You’ve been there and so you understand what other parents of chronically ill children are going through – the worry and fear and difficulties of everyday life. You may also be in a unique position to help. Maybe you’ve even been on the receiving end of help, yourself? If so, here are three ways to pay it forward to parents who are in the trenches of their child’s chronic illness:
1. Help With Care
It’s a unique person who can spend an evening with an ill child while parents go out to a movie. But if you’ve been there, you may know enough about a child’s condition to be the special babysitter a family needs. Even if it’s just a run to the grocery store, parents of ill children may struggle to find anyone who can provide a couple minutes of care. You know how valuable these minutes can be! And now you have a chance to provide them for a parent in need.
2. Be There
How much will you tell your friends? How much can your extended family bear to hear? The story of a child’s chronic illness is a burden that some parents have nowhere to share. How could anyone possibly understand? The fact is that you can understand. And as such you have the special opportunity to accept some of this burden from the parent of a chronically ill child.
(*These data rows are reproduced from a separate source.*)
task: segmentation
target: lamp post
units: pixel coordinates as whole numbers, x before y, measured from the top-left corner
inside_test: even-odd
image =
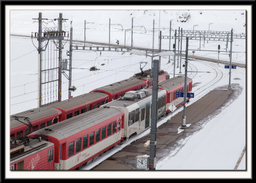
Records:
[[[152,52],[153,53],[153,52]],[[151,57],[165,56],[173,55],[173,51],[165,51],[159,52],[156,55],[148,55],[145,51],[134,50],[131,51],[131,54],[135,54],[138,55],[145,55]],[[158,70],[159,67],[159,60],[153,60],[153,81],[152,81],[152,99],[151,106],[151,129],[150,129],[150,155],[149,155],[149,170],[155,170],[156,164],[156,134],[157,134],[157,99],[158,99]]]
[[[210,31],[210,25],[212,24],[213,23],[210,23],[209,24],[209,27],[208,27],[208,31]]]
[[[195,24],[195,25],[194,25],[194,26],[193,26],[193,32],[194,33],[194,28],[195,28],[195,26],[198,26],[198,24]]]
[[[94,24],[94,22],[86,22],[86,20],[84,20],[84,45],[85,45],[85,41],[86,40],[86,24]]]

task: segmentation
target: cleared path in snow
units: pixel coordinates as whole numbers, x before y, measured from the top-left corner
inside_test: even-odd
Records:
[[[232,88],[237,88],[237,86],[232,86]],[[200,130],[211,118],[220,113],[218,109],[239,95],[237,91],[234,92],[233,90],[227,90],[225,87],[216,88],[187,107],[186,123],[191,125],[185,130],[179,129],[182,111],[159,127],[157,132],[157,161],[167,156],[170,152],[174,154],[179,152],[185,144],[185,138]],[[149,154],[149,146],[146,148],[143,147],[143,144],[148,139],[150,134],[132,143],[92,170],[136,170],[136,157]]]

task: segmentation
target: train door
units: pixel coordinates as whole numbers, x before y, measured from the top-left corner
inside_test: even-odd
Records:
[[[60,164],[59,170],[65,170],[66,159],[66,143],[60,145]]]
[[[149,127],[149,119],[150,117],[150,103],[146,104],[146,118],[145,121],[145,128]]]
[[[24,160],[18,162],[18,164],[17,164],[17,170],[24,170]]]

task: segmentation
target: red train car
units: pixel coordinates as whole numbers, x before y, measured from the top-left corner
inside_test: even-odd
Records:
[[[61,111],[57,109],[43,107],[27,110],[10,116],[10,138],[15,139],[28,133],[44,128],[60,121]],[[29,125],[29,122],[31,127]]]
[[[100,107],[28,135],[54,144],[54,170],[74,170],[124,139],[124,113]]]
[[[177,76],[159,83],[159,88],[166,91],[166,113],[184,102],[182,97],[176,97],[176,92],[184,92],[184,77]],[[192,91],[192,79],[187,77],[187,92]],[[187,98],[189,100],[190,98]]]
[[[52,104],[49,107],[62,112],[61,121],[76,116],[83,113],[99,108],[108,102],[109,97],[103,93],[89,93]]]
[[[105,86],[93,90],[90,93],[98,92],[108,94],[109,102],[116,100],[128,91],[140,90],[145,86],[145,82],[135,77],[131,77]]]
[[[10,170],[54,170],[54,145],[39,139],[29,144],[11,144]]]

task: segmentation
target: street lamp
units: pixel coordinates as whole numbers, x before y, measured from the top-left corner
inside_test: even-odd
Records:
[[[211,24],[212,24],[213,23],[210,23],[210,24],[209,24],[209,27],[208,27],[208,31],[210,31],[210,25]]]
[[[195,26],[198,26],[198,24],[195,24],[195,25],[194,25],[194,26],[193,26],[193,31],[194,32],[194,28],[195,27]]]
[[[86,41],[86,24],[94,24],[94,22],[86,22],[86,20],[84,20],[84,45],[85,45],[85,41]]]

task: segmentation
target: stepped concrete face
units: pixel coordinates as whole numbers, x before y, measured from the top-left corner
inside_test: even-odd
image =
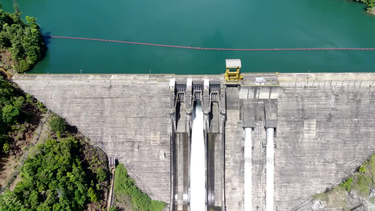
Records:
[[[205,77],[189,77],[194,82]],[[265,77],[266,85],[278,83],[255,88],[252,83],[256,77]],[[168,82],[172,77],[186,81],[188,77],[26,75],[12,80],[77,126],[109,156],[117,157],[143,191],[169,203],[172,131]],[[375,74],[245,74],[243,82],[240,88],[228,87],[226,92],[226,210],[242,211],[244,203],[242,118],[246,115],[240,109],[242,99],[277,99],[276,210],[291,210],[338,184],[375,152]],[[256,162],[266,159],[262,143],[266,127],[254,127],[252,136],[254,211],[266,206],[266,172]]]

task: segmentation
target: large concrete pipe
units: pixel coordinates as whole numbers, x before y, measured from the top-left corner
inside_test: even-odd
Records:
[[[252,166],[251,162],[252,152],[252,128],[245,128],[245,143],[244,145],[244,211],[252,211],[252,202],[251,200],[252,187]]]
[[[266,210],[273,211],[273,136],[274,128],[266,129]]]

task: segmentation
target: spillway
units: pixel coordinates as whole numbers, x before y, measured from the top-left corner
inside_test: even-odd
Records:
[[[375,73],[245,74],[236,86],[222,76],[12,80],[124,164],[142,191],[170,211],[200,210],[190,207],[197,167],[190,160],[200,156],[192,142],[192,105],[200,101],[206,184],[206,195],[198,194],[210,211],[292,210],[375,152]]]
[[[190,164],[190,208],[205,210],[206,192],[205,152],[203,138],[203,114],[197,102],[193,115]]]

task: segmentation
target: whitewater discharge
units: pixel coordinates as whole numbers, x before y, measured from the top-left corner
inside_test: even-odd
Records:
[[[190,210],[204,211],[206,182],[203,113],[197,102],[193,116],[190,157]]]

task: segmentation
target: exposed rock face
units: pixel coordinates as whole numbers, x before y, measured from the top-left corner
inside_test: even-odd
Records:
[[[346,195],[345,197],[344,196]],[[372,211],[375,210],[375,189],[372,189],[368,197],[363,198],[357,191],[352,190],[343,195],[334,194],[327,197],[327,202],[308,199],[293,211]],[[346,207],[337,207],[338,201],[346,201]],[[345,206],[345,205],[344,205]]]

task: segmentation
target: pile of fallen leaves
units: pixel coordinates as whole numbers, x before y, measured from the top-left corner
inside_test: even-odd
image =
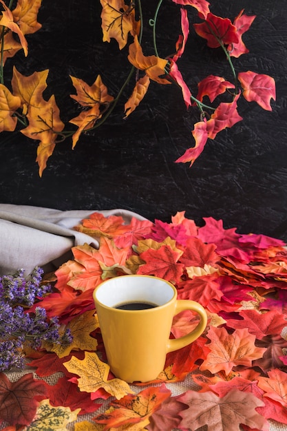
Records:
[[[95,213],[76,227],[98,239],[99,249],[74,247],[74,260],[50,275],[54,292],[37,304],[49,317],[59,316],[73,342],[28,351],[33,368],[17,381],[0,375],[2,429],[168,431],[207,425],[230,431],[232,423],[233,430],[267,431],[272,421],[287,424],[285,244],[204,220],[198,227],[179,212],[170,223],[133,218],[125,224],[120,216]],[[138,393],[109,372],[92,299],[103,280],[136,273],[172,282],[179,299],[200,302],[209,315],[202,335],[168,354],[164,370],[148,385],[138,383],[145,386]],[[189,332],[196,319],[190,311],[178,315],[171,336]],[[59,372],[57,383],[49,383]],[[172,396],[166,383],[188,375],[198,390]],[[103,404],[107,409],[99,413]]]

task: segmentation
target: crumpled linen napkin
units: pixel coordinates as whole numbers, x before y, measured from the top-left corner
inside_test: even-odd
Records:
[[[132,217],[145,218],[125,209],[61,211],[29,205],[0,204],[0,275],[23,268],[28,275],[36,266],[54,271],[72,257],[72,247],[85,243],[98,248],[92,237],[73,230],[83,218],[99,212],[121,216],[128,224]]]

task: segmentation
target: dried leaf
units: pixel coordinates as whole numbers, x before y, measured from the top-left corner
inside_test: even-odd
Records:
[[[164,384],[158,388],[147,388],[136,395],[128,394],[120,401],[112,401],[111,406],[114,409],[97,416],[94,421],[96,423],[105,424],[104,430],[137,423],[142,428],[136,429],[142,430],[149,423],[149,417],[170,396],[171,391]]]
[[[264,418],[255,408],[264,405],[252,394],[233,389],[223,398],[219,398],[211,392],[197,392],[188,390],[179,397],[178,400],[189,406],[187,410],[180,412],[183,418],[180,425],[197,430],[208,425],[213,431],[240,431],[240,424],[251,428],[262,430]]]
[[[264,109],[272,111],[270,100],[276,100],[275,81],[273,78],[248,70],[240,72],[238,79],[246,101],[257,102]]]
[[[64,366],[70,372],[80,377],[78,387],[81,392],[94,392],[103,388],[111,395],[120,399],[132,390],[127,383],[120,379],[108,380],[109,366],[102,362],[96,353],[85,352],[85,359],[80,360],[72,356]]]
[[[0,84],[0,132],[15,129],[17,119],[13,114],[20,105],[20,98],[13,96],[3,84]]]
[[[250,334],[246,328],[228,334],[224,328],[211,326],[207,337],[211,341],[207,344],[211,351],[200,369],[213,373],[224,370],[227,375],[233,366],[251,366],[252,361],[262,357],[266,350],[255,346],[255,336]]]
[[[45,383],[34,380],[31,373],[11,382],[0,375],[0,419],[12,425],[29,425],[39,405],[37,397],[45,397]]]

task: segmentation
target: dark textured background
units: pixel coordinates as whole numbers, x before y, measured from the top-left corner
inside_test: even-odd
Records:
[[[145,19],[156,1],[142,0]],[[67,122],[77,115],[69,74],[91,85],[98,74],[116,96],[129,72],[127,50],[115,41],[101,41],[98,0],[43,0],[42,29],[28,36],[27,59],[19,52],[8,61],[24,74],[50,69],[48,84]],[[71,142],[57,145],[42,178],[35,163],[37,143],[21,133],[0,135],[0,200],[59,209],[125,208],[151,219],[170,221],[178,211],[202,224],[202,218],[222,219],[225,228],[262,233],[287,241],[287,1],[211,0],[215,14],[233,19],[242,9],[256,14],[244,36],[250,53],[235,60],[238,71],[273,76],[277,101],[273,112],[242,100],[244,120],[209,140],[191,169],[174,160],[194,145],[191,134],[198,113],[187,112],[173,85],[150,85],[138,109],[123,121],[123,104],[131,87],[105,125],[82,136],[74,151]],[[195,10],[189,14],[196,20]],[[159,54],[171,53],[180,31],[180,8],[166,0],[158,24]],[[151,30],[144,37],[151,54]],[[191,90],[210,74],[231,79],[224,58],[206,48],[191,29],[186,52],[178,63]]]

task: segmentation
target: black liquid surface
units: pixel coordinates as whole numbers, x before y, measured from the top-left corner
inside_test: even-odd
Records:
[[[151,302],[126,302],[120,304],[115,306],[118,310],[147,310],[148,308],[154,308],[158,306],[156,304]]]

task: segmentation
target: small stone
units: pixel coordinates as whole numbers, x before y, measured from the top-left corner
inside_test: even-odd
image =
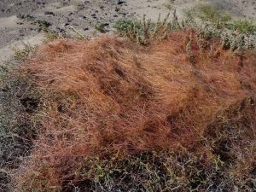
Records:
[[[107,0],[107,3],[112,3],[114,4],[119,4],[120,3],[120,0]]]
[[[51,12],[51,11],[44,11],[44,15],[54,15],[54,16],[55,15],[53,12]]]
[[[40,32],[42,31],[42,27],[40,26],[40,27],[38,27],[38,28],[37,28],[37,32]]]

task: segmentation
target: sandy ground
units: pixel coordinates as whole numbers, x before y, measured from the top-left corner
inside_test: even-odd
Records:
[[[165,4],[171,0],[126,0],[119,4],[107,0],[1,0],[0,1],[0,64],[14,55],[12,48],[22,49],[25,44],[42,44],[44,33],[35,20],[45,20],[51,31],[64,30],[74,35],[70,26],[90,38],[99,35],[95,25],[104,24],[106,32],[113,32],[113,23],[121,18],[156,20],[170,10]],[[255,0],[208,0],[230,11],[234,17],[256,17]],[[183,9],[192,7],[200,0],[176,0],[172,9],[182,18]],[[171,10],[172,11],[172,10]],[[20,20],[20,15],[26,15]],[[17,17],[18,16],[18,17]],[[172,20],[172,15],[170,20]]]

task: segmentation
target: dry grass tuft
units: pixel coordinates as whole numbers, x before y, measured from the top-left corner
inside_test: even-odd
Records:
[[[44,45],[20,67],[41,97],[17,190],[206,190],[202,181],[214,189],[229,169],[235,181],[255,176],[255,55],[233,55],[218,39],[202,50],[195,38],[188,29],[143,48],[117,36]],[[132,169],[150,178],[127,177]],[[154,188],[153,169],[167,179]]]

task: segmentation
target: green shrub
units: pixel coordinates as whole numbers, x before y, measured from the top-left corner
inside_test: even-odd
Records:
[[[234,20],[233,29],[243,33],[253,33],[253,30],[256,29],[256,26],[253,24],[255,20]]]

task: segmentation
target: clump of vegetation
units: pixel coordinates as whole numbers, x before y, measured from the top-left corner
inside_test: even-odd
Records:
[[[231,20],[230,15],[221,12],[219,9],[209,4],[197,4],[194,8],[183,10],[186,19],[192,24],[195,24],[196,18],[201,21],[210,22],[217,28],[224,28],[225,23]]]
[[[175,2],[175,0],[170,0],[169,3],[164,3],[164,6],[165,6],[167,9],[171,10],[171,9],[173,8],[174,2]]]
[[[105,25],[103,23],[101,23],[99,25],[95,25],[94,27],[96,30],[97,30],[100,32],[104,32],[105,31],[104,30]]]
[[[9,189],[256,189],[255,36],[168,16],[57,39],[5,73],[30,153],[0,175]]]
[[[255,55],[199,32],[44,45],[20,68],[40,97],[16,189],[253,190]]]
[[[234,20],[233,30],[242,33],[253,33],[256,30],[255,20]]]
[[[148,44],[154,40],[163,40],[167,37],[168,23],[166,15],[163,21],[160,21],[160,15],[156,23],[146,20],[145,15],[143,21],[135,20],[119,20],[116,21],[113,27],[117,29],[122,36],[129,38],[131,40],[140,44]]]

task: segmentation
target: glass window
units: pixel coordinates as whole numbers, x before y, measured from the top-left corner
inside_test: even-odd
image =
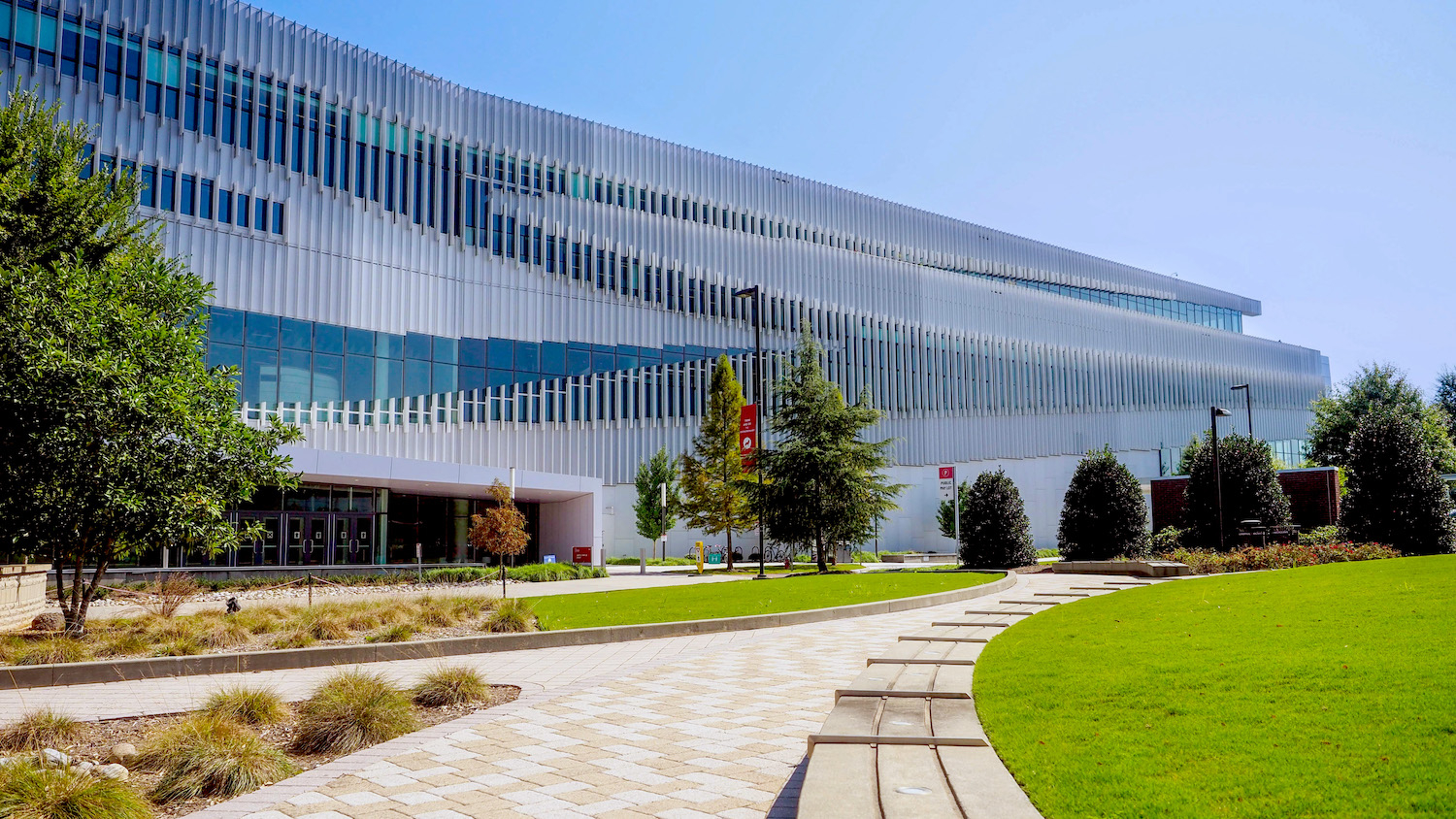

Just by listening, you can lessen their load.
3. Enjoy Life
Sometimes when you’re involved with your ill child’s care, you can look up to find that months or even years have passed without you noticing. You put one foot in front of the next, repeat as necessary. However, though you can’t always see it, there’s more to life than that. Even parents of chronically ill kids remain people with hopes and dreams, likes and dislikes. You have the opportunity to help a parent who perhaps hasn’t looked past his or her child’s illness in many months, take a step outside the system of struggle to have some fun. You should plan it. You should pay for it. You should work with this parent to ensure the ill child has care. (You don’t want fun to add stress to an already stressful situation!) But then consider leaving illness behind for a few hours while the parent focuses on him- or herself in a way that on most days is impossible.